I read an article in the Harvard Business Review lately and saw this interesting quote:
As Joe Pucciarelli, group VP and IT executive advisor at the market research company International Data Corporation (IDC), said in a recent Channel Company webinar, “Most organizations’ data sets are not in great condition. We talk about data and analytics as a strategy and priority, but the data isn’t ready to support it.…Most organizations, when they’re trying to solve a problem, the analyst who’s working on it typically spends 75%+ of the time…simply preparing the data.”
It’s this same problem that Pucciarelli described that inspired me to write my book, Data Work: A Jargon-Free Guide to Managing Successful Data Teams.
Originally, I was going to call this book How to Identify and Fix Data Quality Issues. I had worked for a company and discovered that its data was a complete mess. Every solution implemented and every technology adopted failed to produce accurate data on an on-going basis.
Our stakeholders had noticed this too. Many stopped using the reporting we delivered. While they passively contributed their inputs to the data solutions, they also made use of other data reporting tools that they trusted for their own work.
Basically, we had produced a zombie solution. One that had little real life in it, but kept walking along nonetheless.
While I felt I had found cool and novel ways to identify the data quality issues, it never seemed to improve things. And as I researched the root cause of these problems, I learned a harsh truth – it wasn’t one person’s fault.

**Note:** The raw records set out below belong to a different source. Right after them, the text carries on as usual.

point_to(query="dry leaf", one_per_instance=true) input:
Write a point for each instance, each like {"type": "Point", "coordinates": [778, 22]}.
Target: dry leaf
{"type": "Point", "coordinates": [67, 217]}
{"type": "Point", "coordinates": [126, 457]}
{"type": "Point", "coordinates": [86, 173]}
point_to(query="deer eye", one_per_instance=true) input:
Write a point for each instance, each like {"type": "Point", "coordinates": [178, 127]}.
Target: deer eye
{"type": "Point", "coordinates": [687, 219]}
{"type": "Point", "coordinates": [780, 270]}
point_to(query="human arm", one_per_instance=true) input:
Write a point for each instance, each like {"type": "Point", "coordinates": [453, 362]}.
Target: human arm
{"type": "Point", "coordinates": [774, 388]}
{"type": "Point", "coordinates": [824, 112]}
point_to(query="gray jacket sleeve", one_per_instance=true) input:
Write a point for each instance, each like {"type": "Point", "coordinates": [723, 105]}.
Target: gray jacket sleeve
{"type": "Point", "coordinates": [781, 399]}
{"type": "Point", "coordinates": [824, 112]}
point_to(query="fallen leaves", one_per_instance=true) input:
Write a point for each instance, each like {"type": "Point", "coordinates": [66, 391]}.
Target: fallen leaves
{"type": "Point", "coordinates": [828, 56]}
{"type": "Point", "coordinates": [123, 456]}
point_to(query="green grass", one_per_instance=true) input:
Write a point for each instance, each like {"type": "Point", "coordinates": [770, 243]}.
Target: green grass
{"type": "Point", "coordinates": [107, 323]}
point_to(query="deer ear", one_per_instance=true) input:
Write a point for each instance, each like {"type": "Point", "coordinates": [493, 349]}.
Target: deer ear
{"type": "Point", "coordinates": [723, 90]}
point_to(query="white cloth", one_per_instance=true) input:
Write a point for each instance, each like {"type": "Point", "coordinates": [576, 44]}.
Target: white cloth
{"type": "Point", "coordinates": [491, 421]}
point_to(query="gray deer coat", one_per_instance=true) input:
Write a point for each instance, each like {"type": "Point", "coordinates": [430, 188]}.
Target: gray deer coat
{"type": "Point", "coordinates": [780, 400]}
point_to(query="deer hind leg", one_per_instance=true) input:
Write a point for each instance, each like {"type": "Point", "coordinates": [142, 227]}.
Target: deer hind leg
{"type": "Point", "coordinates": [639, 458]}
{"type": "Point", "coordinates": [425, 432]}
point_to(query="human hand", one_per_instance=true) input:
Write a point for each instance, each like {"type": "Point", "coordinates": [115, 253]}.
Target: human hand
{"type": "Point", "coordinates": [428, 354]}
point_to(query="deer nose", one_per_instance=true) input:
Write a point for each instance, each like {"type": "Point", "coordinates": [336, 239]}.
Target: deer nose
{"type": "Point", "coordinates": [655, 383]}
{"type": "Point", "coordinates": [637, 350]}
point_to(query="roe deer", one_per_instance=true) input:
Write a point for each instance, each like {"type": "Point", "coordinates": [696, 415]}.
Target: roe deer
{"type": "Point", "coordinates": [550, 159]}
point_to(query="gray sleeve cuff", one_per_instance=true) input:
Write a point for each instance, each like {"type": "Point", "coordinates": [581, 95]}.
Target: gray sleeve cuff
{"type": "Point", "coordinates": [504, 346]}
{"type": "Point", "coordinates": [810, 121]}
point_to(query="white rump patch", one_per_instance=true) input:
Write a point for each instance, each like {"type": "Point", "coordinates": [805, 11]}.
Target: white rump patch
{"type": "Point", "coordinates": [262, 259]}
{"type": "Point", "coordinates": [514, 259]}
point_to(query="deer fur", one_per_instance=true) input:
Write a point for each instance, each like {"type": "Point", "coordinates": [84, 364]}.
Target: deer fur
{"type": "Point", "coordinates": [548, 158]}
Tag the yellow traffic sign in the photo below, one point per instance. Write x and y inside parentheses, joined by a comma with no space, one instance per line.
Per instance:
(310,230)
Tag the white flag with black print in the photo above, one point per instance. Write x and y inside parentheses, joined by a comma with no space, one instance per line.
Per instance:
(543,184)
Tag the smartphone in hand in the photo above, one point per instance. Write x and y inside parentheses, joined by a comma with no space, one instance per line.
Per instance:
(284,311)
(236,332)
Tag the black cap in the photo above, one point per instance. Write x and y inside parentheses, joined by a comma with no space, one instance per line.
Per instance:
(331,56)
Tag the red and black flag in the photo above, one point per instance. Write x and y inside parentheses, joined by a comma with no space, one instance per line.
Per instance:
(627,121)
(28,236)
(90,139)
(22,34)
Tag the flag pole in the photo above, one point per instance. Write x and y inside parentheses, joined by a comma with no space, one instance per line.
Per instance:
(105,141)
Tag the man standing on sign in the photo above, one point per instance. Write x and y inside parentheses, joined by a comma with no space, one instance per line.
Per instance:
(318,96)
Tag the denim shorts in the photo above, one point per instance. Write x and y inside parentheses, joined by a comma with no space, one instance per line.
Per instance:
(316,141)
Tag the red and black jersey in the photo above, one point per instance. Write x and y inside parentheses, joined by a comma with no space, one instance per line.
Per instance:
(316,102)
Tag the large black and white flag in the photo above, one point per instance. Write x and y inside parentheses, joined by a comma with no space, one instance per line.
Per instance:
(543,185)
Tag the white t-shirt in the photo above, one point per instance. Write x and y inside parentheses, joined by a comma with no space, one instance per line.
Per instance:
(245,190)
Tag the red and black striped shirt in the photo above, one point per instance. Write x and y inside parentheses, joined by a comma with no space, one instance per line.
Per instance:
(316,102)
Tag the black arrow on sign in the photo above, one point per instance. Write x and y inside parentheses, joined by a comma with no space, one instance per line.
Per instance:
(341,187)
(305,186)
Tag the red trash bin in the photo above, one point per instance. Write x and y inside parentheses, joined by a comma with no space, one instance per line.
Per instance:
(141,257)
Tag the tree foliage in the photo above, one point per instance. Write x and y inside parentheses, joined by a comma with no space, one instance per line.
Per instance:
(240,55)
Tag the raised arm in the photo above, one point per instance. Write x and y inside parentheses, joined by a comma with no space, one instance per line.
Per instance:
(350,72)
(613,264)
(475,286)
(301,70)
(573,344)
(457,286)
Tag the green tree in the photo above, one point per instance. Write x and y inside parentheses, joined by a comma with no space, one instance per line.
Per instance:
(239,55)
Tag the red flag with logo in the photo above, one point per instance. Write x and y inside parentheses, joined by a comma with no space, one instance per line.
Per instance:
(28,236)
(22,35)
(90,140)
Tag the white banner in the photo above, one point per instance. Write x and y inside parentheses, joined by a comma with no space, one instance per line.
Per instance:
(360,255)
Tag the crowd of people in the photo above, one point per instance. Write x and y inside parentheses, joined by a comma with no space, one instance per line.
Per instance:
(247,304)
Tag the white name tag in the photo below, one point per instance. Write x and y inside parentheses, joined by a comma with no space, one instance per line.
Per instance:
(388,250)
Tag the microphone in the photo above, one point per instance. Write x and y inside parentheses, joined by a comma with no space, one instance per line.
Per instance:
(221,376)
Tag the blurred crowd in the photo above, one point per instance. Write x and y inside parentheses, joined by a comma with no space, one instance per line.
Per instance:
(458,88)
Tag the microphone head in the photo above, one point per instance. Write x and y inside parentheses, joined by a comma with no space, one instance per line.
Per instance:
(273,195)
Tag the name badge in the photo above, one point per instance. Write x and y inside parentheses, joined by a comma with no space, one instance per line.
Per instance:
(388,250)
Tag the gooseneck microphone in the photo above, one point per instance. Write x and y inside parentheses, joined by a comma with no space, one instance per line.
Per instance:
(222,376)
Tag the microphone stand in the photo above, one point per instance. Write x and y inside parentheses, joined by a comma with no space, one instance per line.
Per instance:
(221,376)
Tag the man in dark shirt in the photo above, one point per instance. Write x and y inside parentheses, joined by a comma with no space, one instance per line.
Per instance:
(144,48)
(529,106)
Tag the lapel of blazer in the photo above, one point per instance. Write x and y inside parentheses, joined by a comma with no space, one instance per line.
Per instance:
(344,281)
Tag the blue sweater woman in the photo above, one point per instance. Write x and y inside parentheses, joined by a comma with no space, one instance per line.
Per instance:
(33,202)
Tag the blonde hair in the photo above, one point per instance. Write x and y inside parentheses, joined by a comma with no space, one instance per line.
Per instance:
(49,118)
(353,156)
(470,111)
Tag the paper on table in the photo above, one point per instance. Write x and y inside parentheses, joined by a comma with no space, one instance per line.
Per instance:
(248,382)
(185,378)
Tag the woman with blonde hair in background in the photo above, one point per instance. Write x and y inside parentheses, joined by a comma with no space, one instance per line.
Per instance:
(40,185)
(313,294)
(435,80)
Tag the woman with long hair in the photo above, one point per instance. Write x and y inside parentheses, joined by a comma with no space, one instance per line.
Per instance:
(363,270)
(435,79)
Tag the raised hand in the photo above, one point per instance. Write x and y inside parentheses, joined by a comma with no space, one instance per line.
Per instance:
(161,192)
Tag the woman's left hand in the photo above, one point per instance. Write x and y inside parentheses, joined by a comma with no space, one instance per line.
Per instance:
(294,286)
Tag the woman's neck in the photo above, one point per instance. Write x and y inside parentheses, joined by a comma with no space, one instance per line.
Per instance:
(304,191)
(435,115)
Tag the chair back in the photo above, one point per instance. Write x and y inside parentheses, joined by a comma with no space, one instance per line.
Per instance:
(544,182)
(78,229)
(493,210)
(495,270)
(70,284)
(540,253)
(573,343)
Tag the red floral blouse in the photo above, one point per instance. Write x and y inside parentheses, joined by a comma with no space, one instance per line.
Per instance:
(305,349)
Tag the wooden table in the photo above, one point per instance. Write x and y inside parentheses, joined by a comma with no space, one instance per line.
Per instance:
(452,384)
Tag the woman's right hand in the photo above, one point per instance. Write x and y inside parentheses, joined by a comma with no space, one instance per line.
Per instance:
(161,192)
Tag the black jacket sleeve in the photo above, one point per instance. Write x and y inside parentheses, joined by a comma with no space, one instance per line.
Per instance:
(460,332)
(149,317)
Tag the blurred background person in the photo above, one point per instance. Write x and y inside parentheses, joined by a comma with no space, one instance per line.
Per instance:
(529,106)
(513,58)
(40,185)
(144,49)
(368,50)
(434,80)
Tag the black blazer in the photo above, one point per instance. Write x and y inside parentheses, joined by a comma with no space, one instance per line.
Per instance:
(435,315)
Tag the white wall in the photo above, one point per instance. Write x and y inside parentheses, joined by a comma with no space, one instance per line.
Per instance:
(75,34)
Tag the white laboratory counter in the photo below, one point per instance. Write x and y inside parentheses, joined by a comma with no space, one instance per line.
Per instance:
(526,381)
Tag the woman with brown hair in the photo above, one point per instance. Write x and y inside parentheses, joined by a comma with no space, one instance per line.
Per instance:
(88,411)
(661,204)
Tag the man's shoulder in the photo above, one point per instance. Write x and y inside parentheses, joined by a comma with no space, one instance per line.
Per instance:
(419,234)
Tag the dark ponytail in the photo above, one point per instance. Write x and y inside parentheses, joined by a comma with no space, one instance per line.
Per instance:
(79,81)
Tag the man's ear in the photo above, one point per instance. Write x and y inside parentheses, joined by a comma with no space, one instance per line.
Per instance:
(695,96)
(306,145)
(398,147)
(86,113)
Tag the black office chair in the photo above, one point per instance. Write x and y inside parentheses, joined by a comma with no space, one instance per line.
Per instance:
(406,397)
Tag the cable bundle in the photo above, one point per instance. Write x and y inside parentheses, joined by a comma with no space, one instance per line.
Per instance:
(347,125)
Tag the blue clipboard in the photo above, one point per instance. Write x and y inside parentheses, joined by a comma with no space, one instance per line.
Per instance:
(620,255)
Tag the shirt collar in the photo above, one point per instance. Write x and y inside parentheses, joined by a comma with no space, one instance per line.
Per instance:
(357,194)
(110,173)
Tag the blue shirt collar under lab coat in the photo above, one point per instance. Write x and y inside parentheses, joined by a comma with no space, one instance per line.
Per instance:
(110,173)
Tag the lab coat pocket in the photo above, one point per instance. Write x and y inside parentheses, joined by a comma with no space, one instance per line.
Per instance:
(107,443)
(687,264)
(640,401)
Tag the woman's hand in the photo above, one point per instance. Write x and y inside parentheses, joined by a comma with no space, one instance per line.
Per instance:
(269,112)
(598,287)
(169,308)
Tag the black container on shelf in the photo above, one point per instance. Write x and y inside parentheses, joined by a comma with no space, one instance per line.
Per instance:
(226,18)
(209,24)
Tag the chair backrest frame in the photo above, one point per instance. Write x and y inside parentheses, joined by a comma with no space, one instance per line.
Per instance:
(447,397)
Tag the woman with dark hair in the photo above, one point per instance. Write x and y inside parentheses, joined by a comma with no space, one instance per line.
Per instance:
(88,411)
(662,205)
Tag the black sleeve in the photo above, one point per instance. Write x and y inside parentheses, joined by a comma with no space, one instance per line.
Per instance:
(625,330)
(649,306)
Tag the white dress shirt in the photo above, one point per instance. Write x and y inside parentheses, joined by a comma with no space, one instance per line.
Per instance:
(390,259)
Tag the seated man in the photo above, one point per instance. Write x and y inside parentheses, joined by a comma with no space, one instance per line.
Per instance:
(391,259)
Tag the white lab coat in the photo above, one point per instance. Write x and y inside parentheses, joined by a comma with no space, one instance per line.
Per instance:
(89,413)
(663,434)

The two data teams, and the many other individual contributors, were not set up to scale the way we did. I, as the report developer, didn’t have the ability to ensure the accuracy of the data engineers. The data engineer didn’t have the ability to ensure the accuracy of the various subject matter experts whose UTM parameters we depended upon. And those subject matter experts had little training or incentive to maintain consistency with their inputs.
In other words, it was an operations issue. And if we could tackle those operations issues, there was almost no need to identify data quality issues. They'd simply dissipate.
There’s a popular phrase tossed around nowadays called data-storytelling.
I have a love-hate relationship with this topic. For one, I think it’s a bit of a corny term. It’s often said that a good analyst “tells a story” with the data, even though much of our work doesn’t have a narrative to it. I think the more accurate phrasing would be that good analysts “answer a question” with the data. Then again, “data-answering” doesn’t have the same ring to it.